Leo en La Estrella de Arica: La sexta reunión del Consejo Regional de Arica y Parinacota, realizada ayer, deparó incontables sorpresas y peleas, un espectáculo difícil de creer por el nivel que alcanzó. Cuando leo lo que está pasando no solo en Arica sino en todo Chile, donde tanto don nadie se ha visto convertido en autoridad casi por accidente, no puedo dejar de pensar en los tiempos de Calígula y como se sentiría la gente cuando tenían a un loco en el gobierno.
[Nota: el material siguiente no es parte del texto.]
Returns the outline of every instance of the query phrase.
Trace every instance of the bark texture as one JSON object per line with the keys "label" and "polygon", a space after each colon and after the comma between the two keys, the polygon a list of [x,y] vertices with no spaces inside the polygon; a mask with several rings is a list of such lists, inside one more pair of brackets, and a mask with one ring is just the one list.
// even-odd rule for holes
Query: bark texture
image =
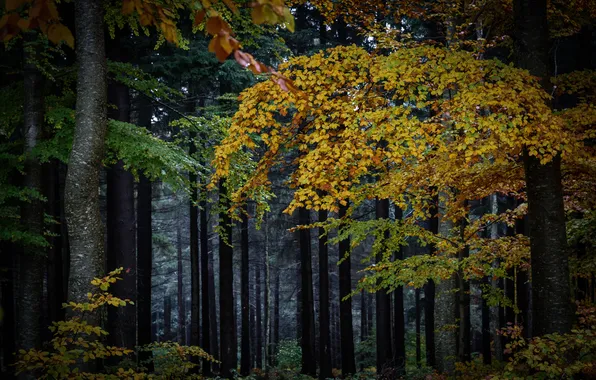
{"label": "bark texture", "polygon": [[[550,87],[546,0],[515,0],[516,63]],[[542,165],[524,152],[532,260],[532,316],[536,336],[571,330],[569,264],[561,157]]]}
{"label": "bark texture", "polygon": [[[99,172],[106,135],[106,58],[103,1],[75,1],[78,59],[75,132],[65,187],[70,242],[68,300],[85,302],[91,280],[104,272]],[[99,324],[99,314],[85,319]]]}

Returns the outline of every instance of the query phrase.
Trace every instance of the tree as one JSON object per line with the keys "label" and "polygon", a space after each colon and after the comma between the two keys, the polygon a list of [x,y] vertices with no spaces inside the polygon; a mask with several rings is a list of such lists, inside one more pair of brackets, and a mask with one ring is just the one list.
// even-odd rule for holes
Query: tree
{"label": "tree", "polygon": [[[71,251],[68,300],[73,302],[85,302],[92,290],[91,280],[104,270],[104,229],[97,191],[107,121],[103,28],[101,1],[75,2],[77,111],[65,187]],[[93,315],[88,318],[99,322]]]}
{"label": "tree", "polygon": [[[515,57],[548,90],[550,59],[546,0],[513,2]],[[561,184],[561,156],[548,162],[524,149],[532,257],[532,315],[535,335],[571,330],[569,264]]]}

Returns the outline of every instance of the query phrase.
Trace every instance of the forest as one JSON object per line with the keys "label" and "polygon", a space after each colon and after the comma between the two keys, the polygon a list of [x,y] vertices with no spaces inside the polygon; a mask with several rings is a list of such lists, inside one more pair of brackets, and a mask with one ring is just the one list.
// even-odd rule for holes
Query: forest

Debe haber sido un sentimiento parecido entre la gente común y corriente a lo que siento ahora al ver al montón de payasos, que sin ninguna verguenza muestran lo incapaces que pueden llegar a ser, es esa actitud que los gringos llaman “in your face”: soy nada, soy incapaz, soy ladrón ¿y que? igual soy autoridad y te mando.
Se dice que Calígula fue el primer emperador romano que en el momento de su ascensión era admirado en todo el mundo y al principio hizo honor a su fama, fue justo y prudente, al principio todo iba a las mil maravillas. Pero se enfermó gravemente y a su recuperación ya era otra persona. Tanto lo querían que cuando estaba enfermo varios habían prometido su vida a los dioses si se recuperaba, apenas se puso bien lo primero que hizo fue cobrarles la palabra: los mandó a matar a cada uno de ellos.
De allí empezó una espiral de locuras y abusos, partiendo por restaurar las elecciones democráticas. La ruina económica y la hambruna no se hicieron esperar a lo que siguió la paranoia, Calígula empezó a ver complots en todas partes y a asesinar a los ricos para quedarse con su fortuna. En el año 40 comenzó a realizar sus apariciones públicas vestido de dios y semidiós. Se refería a sí mismo como un dios cuando comparecía ante los senadores, y en ocasiones aparecía en los documentos públicos con el nombre de Júpiter.
Se le acusaba de alardear de acostarse con las mujeres de sus súbditos, de matar por pura diversión, mantener relaciones incestuosas con sus hermanas; Agripina la Menor, Drusilla y Julia Livilla. Probablemente la historia más famosa es la que cuenta que el emperador quiso nombrar a su caballo, Incitato, cónsul y sacerdote.
Todo vuelve a pasar, hoy vemos a autoridades que son como angelitos hasta que se instalan en la oficina, entonces se transforman y colocan a toda su familia de incapaces en puestos clave, se arreglan con contratos escandalosos ¿y que? yo soy la autoridad, dime algo a ver si puedes. Ah estos modernos Calígulas, solo nos queda esperar que los asesine un esclavo o que se atraganten con un hueso de pollo, la historia es cíclica.
Entre varias otras locuras que he estado haciendo, le estoy ayudando a mi tocayo a traducir al castellano su artículo ¿Que es el Tai Chi? donde da una explicación bien interesante acerca de ese arte de la anticipación, el artículo lo vamos puliendo de a poco y pueden verlo como primicia Aquí.
Bah, pero tengo que seguir trabajando ¡que triste es la vida del pobre! con suerte, este fin de semana quedo listo. Hasta mañana.